Flood Bottleneck. Genetic bottlenecks cause a significant loss of access to other people’s versions of genes (called alleles) that are essentially lost. The obvious loss of pre-Flood people reduced the alleles in the gene pool in humanity to only eight people, but really only six. Scripture reveals that Noah and his wife had no more sons after the Flood (Genesis 10). So, this leaves Shem, Ham, and Japheth and their wives, and, of course, these three men each inherited their genes from the same two parents.

Tower Bottleneck. If you look at the ages of people born after the Flood, the ages do a sudden drop but are stabilized at about 450 years or so. After the Tower, ages suddenly drop from about 450 to about 235 or so for three generations. Even two generations after this, Terah lived to only 205. But age limits trickle down from there.

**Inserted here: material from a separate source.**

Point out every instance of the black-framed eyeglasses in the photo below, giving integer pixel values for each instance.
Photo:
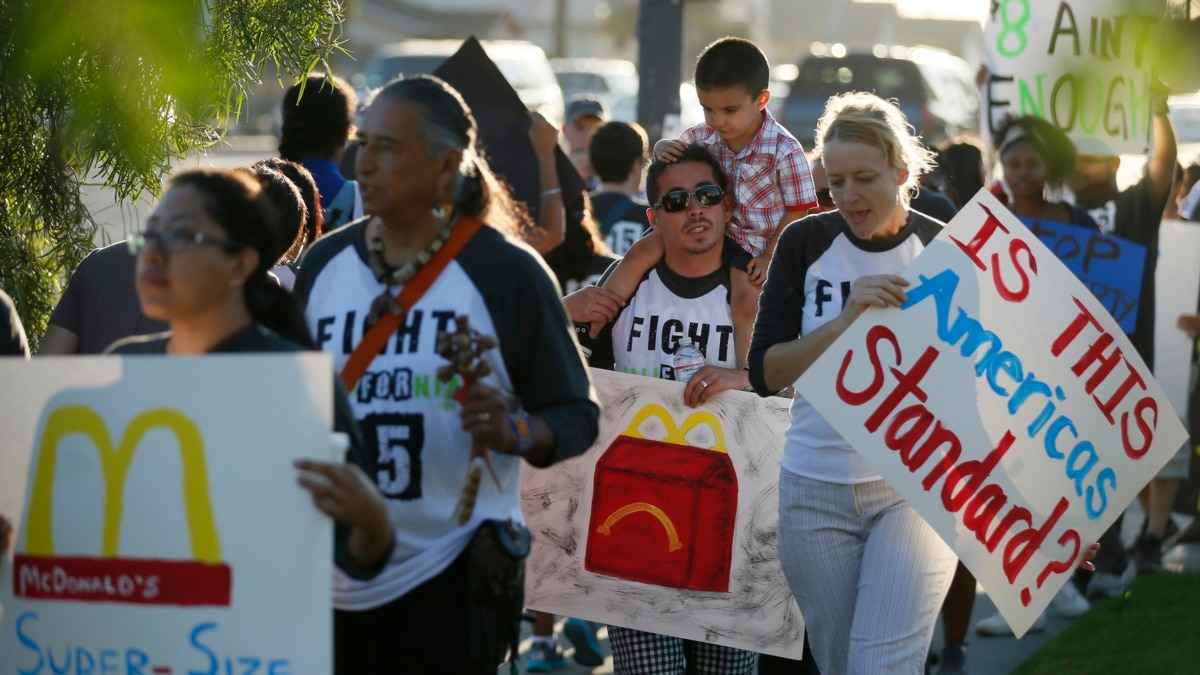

Conclusion. [T]he Flood and the Tower bottlenecks did something significant to cause ages to drop. In both cases, there is a loss or splitting up of the gene pool. Consider also how mutations can affect age with an extreme example: “One Tiny Flaw, and 50 Years Lost!” With these bottlenecks, a host of alleles would have been filtered out and lost. For example, immune systems may not be as good, resulting in more infectious disease.”
The Tower Bottleneck is less fully explained than the Flood Bottleneck, whose effects should be crystal clear, but in general I think this explanation a sound one.

In Summary

So how did people stay alive so long prior to the Genesis flood and in the first few generations thereafter? For most people, the most satisfactory answer is the one most consistent with their view of the first few chapters of Genesis.

If you take these accounts literally, you will probably be satisfied with the theory that a greater average lifespan was the original plan, and that a combination of the cumulative effects of the cataclysms and judgments we read about in scripture, and the gradual corruption of the gene pool changed that.

And if you already read those early chapters of Genesis as mythological and are convinced lifespans have always been roughly the same throughout human history, you should have no problem with a few odd symbolic numbers thrown in for effect, right?